Le Labyrinthe des rêves

Dans le Japon des années 30, le bruit court qu’un jeune conducteur de car tue ses équipières en provoquant des accidents de la route, peu après leur avoir proposé le mariage. Tomiko, receveuse, est l’équipière de Niitaka, nouveau venu qu’elle soupçonne d’être le tueur en série et l’assassin de son amie Tsuyako, dont elle jure de venger la mort. Mais elle ne peut résister à son attirance pour le troublant jeune homme.

Le Labyrinthe des rêves (Yume no ginga) adapte en 1997 une nouvelle tirée d’un recueil intitulé L’Enfer des jeunes filles, de Yumeno Kyusaku, un écrivain particulièrement inspiré par la condition féminine au Japon.

Le Labyrinthe des rêves est le septième long métrage de Sogo Ishii (Gakuryû Ishii pour l’état civil), surnommé « le cinéaste punk » pour le choix des accompagnements musicaux (il a fait partie d’un groupe de rock), pour le choix des thèmes et d’une écriture filmique agitée, dont un de ses premiers films, Burst City (Bakuretsu toshi, 1982) serait la synthèse la plus emblématique.

Le Labyrinthe des rêves présente des caractéristiques tout à l’opposé de ce genre, avec de longs plans fixes, sans musique, dans lesquels les personnages sont silencieux ou n’échangent que quelques mots.

Le Labyrinthe des rêves

Le scénario, écrit par Sogo Ishii, laisse planer le doute sur la vraie nature de Niitaka : est-il l’assassin de Tsuyako, est-il même le tueur en série désigné par la rumeur publique ? On ne le saura jamais. La jeune femme est partagée entre la peur et son irrésistible attirance pour Niitaka, peut-être à l’image des phalènes attirés par une lampe au risque de s’y brûler les ailes, une séquence récurrente du film.

Une ambiguïté entretenue par l’économie de dialogues entrecoupés de longs silences, la lenteur de l’action, le choix d’une image aux contrastes adoucis font l’originalité, l’étrangeté pourrait-on dire, d’un film discrètement inquiétant qui laisse aussi le souvenir d’un grand raffinement esthétique.

Deux autres films de Sogo Ishii sont disponibles en France sur DVD : Gojoe, le pont de l’enfer (Gojô reisenki: Gojoe, 2000), un mix d’arts martiaux et de fantastique, et Mirrored Mind (Kyôshin), la version longue d’un moyen métrage formant l’une des trois parties d’un film à sketches, Jeonju Digital Project (2004).

On aimerait pouvoir trouver un jour dans nos bacs Angel Dust (Enjeru dasuto, 1994) et August in the Water (Enjeru dasuto, 1995) qui forment, avec Le Labyrinthe des rêves, la trilogie sur les femmes de Sogo Ishii.

Le Labyrinthe des rêves

Présentation - 3,0 / 5

Saluons, à l’occasion de cette sortie, la valeur ajoutée des éditeurs indépendants qui assurent la diffusion d’un cinéma d’auteur négligé par les majors.
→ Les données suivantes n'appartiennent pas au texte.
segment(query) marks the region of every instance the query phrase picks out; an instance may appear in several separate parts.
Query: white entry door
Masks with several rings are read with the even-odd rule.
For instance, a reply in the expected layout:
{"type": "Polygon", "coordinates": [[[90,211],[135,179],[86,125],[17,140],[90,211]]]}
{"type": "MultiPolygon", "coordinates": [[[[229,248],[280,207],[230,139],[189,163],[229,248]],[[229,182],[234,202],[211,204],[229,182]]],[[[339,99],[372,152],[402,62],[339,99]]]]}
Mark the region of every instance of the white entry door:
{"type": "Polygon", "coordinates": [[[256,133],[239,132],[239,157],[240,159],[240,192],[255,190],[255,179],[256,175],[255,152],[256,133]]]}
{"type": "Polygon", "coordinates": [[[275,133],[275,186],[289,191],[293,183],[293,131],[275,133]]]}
C’est aussi grâce à ED Distribution que nous avons pu découvrir un autre insolite film japonais, De l’autre côté de la porte (Tobira no muko, 2008) et que nous pouvons maintenant accéder à plusieurs films de Guy Maddin, notamment à La Chambre interdite, emblématique de son cinéma.

Le Labyrinthe des rêves (90 minutes) et ses généreux compléments (50 minutes) tiennent sur un DVD-9.

Le menu fixe et musical, propose le film dans sa seule version originale (Dolby Digital 2.0), avec sous-titres optionnels, placés un peu trop haut sur l’image.

Bonus - 4,5 / 5

En supplément, quatre intéressants documentaires, spécialement produits pour cette première édition du film en France, par Badlands Productions et par ED Distribution.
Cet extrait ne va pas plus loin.